The term fiduciary is one we can’t stress enough! It’s very important to you, the investor. Currently, financial advisors are regulated under two standards:

  • The Suitability Standard – Is the investment merely appropriate for the client’s personal situation? This typically applies to advisors working for a brokerage firm or insurance company. Governed by FINRA – Financial Industry Regulatory Authority)
  • The Fiduciary Standard – Is the investment in client’s best interests? This standard applies to Registered Investment Advisors (RIA’s). Fiduciaries are legally obligated to act in client’s best interests. Under purview of the Investment Advisors Act of 1940

CPS Director of Retirement Plan Services, Nolen Bailey, CFP®, says “Put simply, if a fiduciary is giving financial advice, they must put the best interests of their clients above their own financial interests.”

A fiduciary must remove any potential conflicts of interest when giving financial advice. Bailey gives this example, “If a non-fiduciary advisor is choosing between two mutual funds to recommend to a client. Let’s say one of those funds would pay the advisor a 0.5% commission, and the other would pay a 5% commission. While the fund with the smaller commission may be the better option for the client, if the higher-commission fund could be defended as being “suitable”, the inherent conflict of interest in that decision begins to rear its head.”

When variable compensation comes into play, clients risk getting advice that benefits the advisor more than it benefits the client. Variable compensation can be called many things.

Bailey says, “I often see 12b-1 fees, Sub-TA fees, Deferred Sales Charges, Front-End and Back-End Loads and even Transaction Fees. They essentially all do one thing: Pay a salesperson for selling a mutual fund.”

Since the recent introduction of the Department of Labor’s Fiduciary Rule, some advisors have begun to state that their services are “fee-based”. It is important to understand the difference between fee-based and fee-only: A fee-based advisor may be charging an asset-based fee in addition to the additional fees and commissions that can be hidden inside of the mutual funds. A fee-only advisor is only paid a fee by their clients for their services and receives no other compensation.

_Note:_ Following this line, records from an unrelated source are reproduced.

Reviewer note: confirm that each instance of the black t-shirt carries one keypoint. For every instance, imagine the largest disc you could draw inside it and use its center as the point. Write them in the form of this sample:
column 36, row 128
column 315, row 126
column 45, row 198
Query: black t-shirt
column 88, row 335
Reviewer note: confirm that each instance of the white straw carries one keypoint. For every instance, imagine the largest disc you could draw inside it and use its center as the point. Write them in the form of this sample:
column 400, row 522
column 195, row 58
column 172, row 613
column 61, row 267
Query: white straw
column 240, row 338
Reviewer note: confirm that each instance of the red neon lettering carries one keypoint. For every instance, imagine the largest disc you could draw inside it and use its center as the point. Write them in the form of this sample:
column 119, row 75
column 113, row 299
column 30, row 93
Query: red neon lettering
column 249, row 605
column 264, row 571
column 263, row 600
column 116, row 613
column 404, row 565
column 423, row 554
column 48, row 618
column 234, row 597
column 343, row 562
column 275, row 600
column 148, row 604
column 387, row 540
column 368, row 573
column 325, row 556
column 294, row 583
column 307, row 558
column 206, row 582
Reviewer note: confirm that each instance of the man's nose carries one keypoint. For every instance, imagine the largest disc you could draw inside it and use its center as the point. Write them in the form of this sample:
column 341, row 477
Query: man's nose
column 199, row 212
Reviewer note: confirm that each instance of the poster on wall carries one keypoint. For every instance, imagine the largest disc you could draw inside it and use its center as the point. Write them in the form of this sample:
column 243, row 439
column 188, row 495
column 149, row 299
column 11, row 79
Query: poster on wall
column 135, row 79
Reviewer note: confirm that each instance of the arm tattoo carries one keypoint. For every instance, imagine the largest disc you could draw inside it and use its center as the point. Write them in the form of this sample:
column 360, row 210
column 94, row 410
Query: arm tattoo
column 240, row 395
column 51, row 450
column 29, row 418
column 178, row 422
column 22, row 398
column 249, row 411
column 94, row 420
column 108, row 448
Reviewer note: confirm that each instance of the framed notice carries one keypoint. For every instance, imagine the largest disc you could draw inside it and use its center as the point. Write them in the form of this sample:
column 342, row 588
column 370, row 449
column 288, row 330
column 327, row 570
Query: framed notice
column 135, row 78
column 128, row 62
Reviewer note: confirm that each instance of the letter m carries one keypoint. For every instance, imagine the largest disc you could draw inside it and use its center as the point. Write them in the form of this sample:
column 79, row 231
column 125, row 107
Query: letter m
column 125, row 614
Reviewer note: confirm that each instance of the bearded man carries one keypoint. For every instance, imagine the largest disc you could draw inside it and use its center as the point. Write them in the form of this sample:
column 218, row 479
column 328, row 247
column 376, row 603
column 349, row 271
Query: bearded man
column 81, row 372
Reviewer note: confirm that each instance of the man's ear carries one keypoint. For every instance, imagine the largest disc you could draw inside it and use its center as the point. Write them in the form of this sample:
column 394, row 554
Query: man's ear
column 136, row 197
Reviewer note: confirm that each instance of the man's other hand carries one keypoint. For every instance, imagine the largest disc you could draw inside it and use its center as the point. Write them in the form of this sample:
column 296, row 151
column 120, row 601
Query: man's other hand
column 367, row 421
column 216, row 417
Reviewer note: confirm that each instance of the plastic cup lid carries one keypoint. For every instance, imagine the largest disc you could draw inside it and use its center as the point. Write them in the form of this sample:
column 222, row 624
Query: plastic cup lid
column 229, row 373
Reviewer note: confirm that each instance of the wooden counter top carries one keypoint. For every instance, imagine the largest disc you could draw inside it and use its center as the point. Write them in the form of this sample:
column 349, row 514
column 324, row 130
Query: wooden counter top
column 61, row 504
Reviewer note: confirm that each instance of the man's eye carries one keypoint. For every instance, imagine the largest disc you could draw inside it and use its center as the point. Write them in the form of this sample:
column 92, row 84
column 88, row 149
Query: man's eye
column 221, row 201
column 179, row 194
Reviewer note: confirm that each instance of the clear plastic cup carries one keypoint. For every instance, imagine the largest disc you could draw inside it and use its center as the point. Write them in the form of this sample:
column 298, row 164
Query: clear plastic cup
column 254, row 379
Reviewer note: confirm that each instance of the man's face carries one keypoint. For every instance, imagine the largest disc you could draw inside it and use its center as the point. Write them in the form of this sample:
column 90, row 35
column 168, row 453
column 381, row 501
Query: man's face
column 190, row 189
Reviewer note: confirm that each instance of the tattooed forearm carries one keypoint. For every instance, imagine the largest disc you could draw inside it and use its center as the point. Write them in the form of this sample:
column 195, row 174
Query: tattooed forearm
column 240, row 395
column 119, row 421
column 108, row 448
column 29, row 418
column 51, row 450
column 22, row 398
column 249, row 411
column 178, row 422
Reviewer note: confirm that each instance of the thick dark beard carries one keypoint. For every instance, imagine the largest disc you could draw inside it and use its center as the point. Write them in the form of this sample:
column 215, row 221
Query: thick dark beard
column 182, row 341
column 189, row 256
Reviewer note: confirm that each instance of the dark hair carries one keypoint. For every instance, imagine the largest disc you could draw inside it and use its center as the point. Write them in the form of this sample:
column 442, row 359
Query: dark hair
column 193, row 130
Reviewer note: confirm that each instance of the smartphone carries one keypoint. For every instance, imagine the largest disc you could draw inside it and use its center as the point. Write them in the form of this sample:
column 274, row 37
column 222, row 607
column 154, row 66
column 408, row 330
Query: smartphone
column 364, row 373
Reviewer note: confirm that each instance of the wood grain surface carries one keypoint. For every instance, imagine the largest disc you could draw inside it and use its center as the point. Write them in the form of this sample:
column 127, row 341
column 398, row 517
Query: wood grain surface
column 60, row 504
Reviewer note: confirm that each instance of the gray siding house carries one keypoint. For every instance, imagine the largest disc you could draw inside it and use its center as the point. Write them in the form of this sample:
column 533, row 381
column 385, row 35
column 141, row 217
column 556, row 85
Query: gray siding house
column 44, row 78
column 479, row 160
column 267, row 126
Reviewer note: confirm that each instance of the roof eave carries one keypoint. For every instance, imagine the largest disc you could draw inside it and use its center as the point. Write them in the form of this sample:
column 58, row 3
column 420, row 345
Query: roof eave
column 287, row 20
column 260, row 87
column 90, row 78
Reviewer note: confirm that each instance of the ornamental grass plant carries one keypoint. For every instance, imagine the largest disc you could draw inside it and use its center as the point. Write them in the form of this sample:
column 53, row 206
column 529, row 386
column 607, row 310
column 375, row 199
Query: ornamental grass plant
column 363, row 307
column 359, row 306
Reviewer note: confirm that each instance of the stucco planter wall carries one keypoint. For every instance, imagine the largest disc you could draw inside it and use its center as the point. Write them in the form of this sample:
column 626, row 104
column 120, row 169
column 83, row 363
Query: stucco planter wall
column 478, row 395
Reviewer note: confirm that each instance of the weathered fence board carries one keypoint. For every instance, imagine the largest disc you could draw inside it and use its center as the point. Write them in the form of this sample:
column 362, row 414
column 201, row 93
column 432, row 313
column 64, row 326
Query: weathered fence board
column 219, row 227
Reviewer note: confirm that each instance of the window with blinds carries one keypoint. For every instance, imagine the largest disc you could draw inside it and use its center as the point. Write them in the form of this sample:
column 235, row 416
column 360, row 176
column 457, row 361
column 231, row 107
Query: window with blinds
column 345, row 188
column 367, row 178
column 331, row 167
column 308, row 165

Bailey says, “Americans who are saving for retirement, and/or living off of their retirement savings, face many challenges. Getting investment advice that puts the client’s wealth first, above that of their advisor, should not be added to that list.” Figuring out whether an advisor’s advice is really in your best interest doesn’t need to be one of those challenges. CPS Investment Advisors strongly encourages everyone to understand how their advisor is compensated and to choose a true fiduciary.